The winter season is blessed with the dormancy of plants. During this cold time, deciduous species of many plants can be dug from the fields, transported and planted in your garden at much reduced cost, and often wider selection of varieties (especially in fruit trees and roses). Here are a few tips on planting if you have purchased bare root plants for the garden. First keep the plant roots moist and the plant cool and shaded. If it has arrived mail order, you may also wish to soak the roots in water overnight to help rehydrate the plant before planting. Dig your planting hole, wider is better than too deep. You goal is to dig a holw which comfortably accomodates the roots when they are spread out in the hole. Next you will want to add some soil amendment to the soil which has been dug out and mix thoroughly… this will be the backfill soil used to fill your hole and cover the roots. If the plant seems tall or floppy, you may wish to stake it, and installing a stake before you plant is good since you will not damage roots if this step is done prior to planting. Now you can make a cone of soil in the center of your hole with that amended mix. place the bare root plant on top of this soil and spread the roots all around the slope of that cone of soil. You can water to settle the soil with a bucket/slow running hose at this time to help settle the soil and get rid of air pockets in the soil with this technique. facing the plant can also be done now, with grafted/budded plants, it is recommended to face the scar of the understock north so that the union is facing south. (In simple terms… the bulge of the stem should face south so that the cut off lower stem will be shaded) If you do not do this, that sensitive area can sunburn and the bark will be damaged, which causes compromised future growth. Now continue to backfill the soil to perhaps half full for the hole and then water again to settle that new layer of soil. Wait for the water to drain away at each watering then continue to add more soil until the hole is filled and is at grade level of the surrounding soil. I do not recommend a basin for watering, it is better to use a slow trickling hose to water or drip irrigation. The idea is to get water regularly to the new growing roots, so water is needed to go deeply into the soil, not far outside the planting hole area. You can mulch lightly if you wish to conserve moisture during summer dry and hot spells.
Pruning of the root tips is necessary if they have a jagged cut end before you plant, and any top growth which has been damaged should also be cleanly pruned back to a well placed side bud, branch after planting.
Fruit trees and roses are the main candidates which are offered bare root, but a number of plants can be purchased this way.
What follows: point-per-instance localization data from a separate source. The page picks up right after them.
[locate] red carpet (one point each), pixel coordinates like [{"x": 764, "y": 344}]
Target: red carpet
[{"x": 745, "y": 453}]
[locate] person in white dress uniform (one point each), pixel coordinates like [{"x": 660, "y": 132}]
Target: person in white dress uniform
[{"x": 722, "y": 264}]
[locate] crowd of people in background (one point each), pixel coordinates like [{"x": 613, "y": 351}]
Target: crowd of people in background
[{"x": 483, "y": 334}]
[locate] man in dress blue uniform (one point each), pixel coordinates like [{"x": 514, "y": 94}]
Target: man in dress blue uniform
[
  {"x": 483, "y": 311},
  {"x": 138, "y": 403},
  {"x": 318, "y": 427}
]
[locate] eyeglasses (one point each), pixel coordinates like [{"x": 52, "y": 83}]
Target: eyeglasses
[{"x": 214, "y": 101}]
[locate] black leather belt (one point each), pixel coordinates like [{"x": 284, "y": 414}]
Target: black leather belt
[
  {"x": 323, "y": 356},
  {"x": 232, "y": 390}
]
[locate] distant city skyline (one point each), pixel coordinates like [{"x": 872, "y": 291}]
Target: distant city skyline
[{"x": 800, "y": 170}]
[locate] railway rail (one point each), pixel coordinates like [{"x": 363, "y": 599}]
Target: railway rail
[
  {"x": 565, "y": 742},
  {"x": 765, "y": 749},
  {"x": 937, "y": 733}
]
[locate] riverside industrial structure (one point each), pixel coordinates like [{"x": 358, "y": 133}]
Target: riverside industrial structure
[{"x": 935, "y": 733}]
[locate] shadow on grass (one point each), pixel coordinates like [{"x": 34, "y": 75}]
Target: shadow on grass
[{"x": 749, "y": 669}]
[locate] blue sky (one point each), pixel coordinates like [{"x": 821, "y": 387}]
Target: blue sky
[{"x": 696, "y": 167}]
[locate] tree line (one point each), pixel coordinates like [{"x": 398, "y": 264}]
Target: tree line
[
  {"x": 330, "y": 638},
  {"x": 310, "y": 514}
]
Flowering shrubs, trees, even perennials and vegetables can all be bought during the winter dormant period of the bare root season.
After care of the newly planted plant is elatively easy. You do not want the plant to suffer from not enough water, so water regularly, but at the same time, since it is a young plant, those watering needs will be far less than an older established plant. With many species, you may have to wait several years for the quality/characterisitcs to become apparent in the plant, tree, but that wait is offset by the lower cost and ease of planting from doing it bare root.
Another point to consider when planting by this method is that the entire root zone is one homogenious mixture of native soil to the site, not a noncompatible nursery mix which has an abrupt transition from root ball to native soil on site.